Dabei ist Kohnen weder laut noch hemdsärmelig, eher bestimmt und integrativ. Sie will mit einem „neuen Politikstil“ punkten, der auf Zuhören, der Bereitschaft zum Mitmachen und auf Teamgeist beruht, außerdem mit einer bürgernahen verständlichen Sprache sowie der Konzentration auf das zentrale sozialdemokratische Thema der Gerechtigkeit. Die Bürger wünschten sich mehr sozialen Zusammenhalt in Bayern, dies wolle sie mit einer „Politik der Zuversicht“ schaffen. „Den Menschen die Ängste zu nehmen, das ist unser Weg, das ist mein Weg“, erklärt Kohnen auf dem Parteitag. Viel mehr Inhalt liefert sie noch nicht.

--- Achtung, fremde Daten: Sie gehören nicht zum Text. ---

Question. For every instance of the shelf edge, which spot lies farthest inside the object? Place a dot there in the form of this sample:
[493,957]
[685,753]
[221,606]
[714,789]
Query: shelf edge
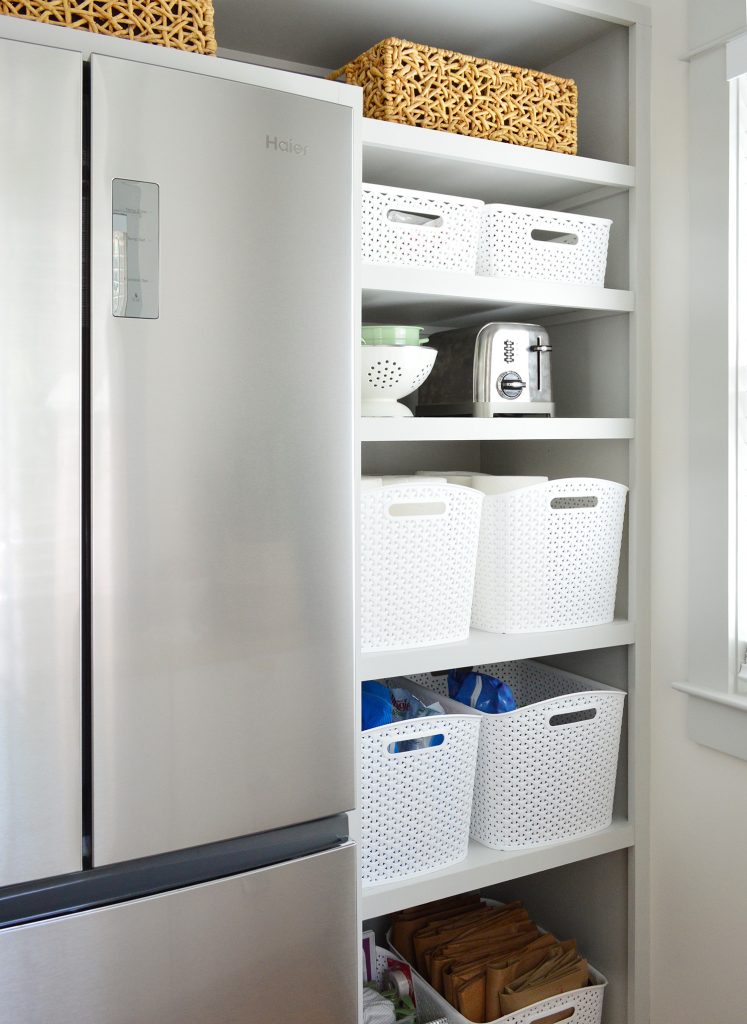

Konzentration auf sozialdemokratische Kernwerte, kein Abarbeiten an der CSU, Verteilen der Verantwortung auf mehrere Schultern – damit sind schon viele SPD-Chefs in Bayern in ihr Amt gestartet. Kohnen scheint es aber wirklich ernst zu meinen. Statt in eine Diskussion darüber einzutreten, ob bei ihrer Wahl ein Ergebnis „90 plus“ nicht hilfreicher gewesen wäre, schwärmt sie lieber über die neue Führungsriege. Ihr Kandidat für das Amt des Generalsekretärs, der Bundestagsabgeordnete Uli Grötsch, wird mit 91,7 Prozent Stimmenkönig, mit der Gewerkschafterin Marietta Eder und Juso-Chefin Johanna Uekermann rücken zwei junge Frauen auf. Als Mann mit Erfahrung bleibt der Chef der Berliner Landesgruppe Martin Burkert Vize.

Der neue Generalsekretär: Ein feuriger Junger

Eine „ganz tolle Mischung“ sei das, freut sich Kohnen. In ihrer Rede auf dem Parteitag warnt sie, bei aller Notwendigkeit erfahrener Kräfte die Wünsche und Ideen der jungen Leute nicht zu vergessen. „Wir dürfen auf keinen Fall weiter Politik über die Köpfe der Jungen hinweg machen“, mahnt sie ihre Partei. Diese sollten nicht nur mitreden dürfen, ihnen müsse auch Verantwortung übertragen werden. Den Leitantrag des Vorstands zur sozialen Gerechtigkeit stellt Kohnen deshalb nicht selbst vor, das überlässt sie gleich Uekermann. Auch auf die SPD-Landtagsfraktion wird die Wahl der Abgeordneten Kohnen Auswirkungen haben. „Eine Landesvorsitzende in der Fraktion hat schon besonderes Gewicht“, ahnt Fraktionschef Markus Rinderspacher. Eine Verschiebung im Machtgefüge erwartet er aber nicht. Eher, dass die Kommunikation zwischen Fraktion und Partei noch enger wird – und zwar in beide Richtungen. Rinderspacher geht aber auch davon aus, dass Kohnen sich im Landtag öfter zu Wort melden wird, „um mal einen Punkt zu setzen“. Ein Problem, sagt er, habe er damit nicht. Die Vorgabe Kohnens, die Partei auf das Thema der sozialen Gerechtigkeit zu fokussieren, trägt Rinderspacher mit. „Es wäre aber ein Fehler der Partei, wenn sie andere Politikfelder ausblenden würde“, warnt er. „Das bienenpolitische Fachgespräch mit den Imkern muss weiter möglich sein, auch wenn das wenig mit sozialer Gerechtigkeit zu tun hat“, betont Rinderspacher. Ein menschlicher Organismus funktioniere ja auch nicht nur mit dem Herzen.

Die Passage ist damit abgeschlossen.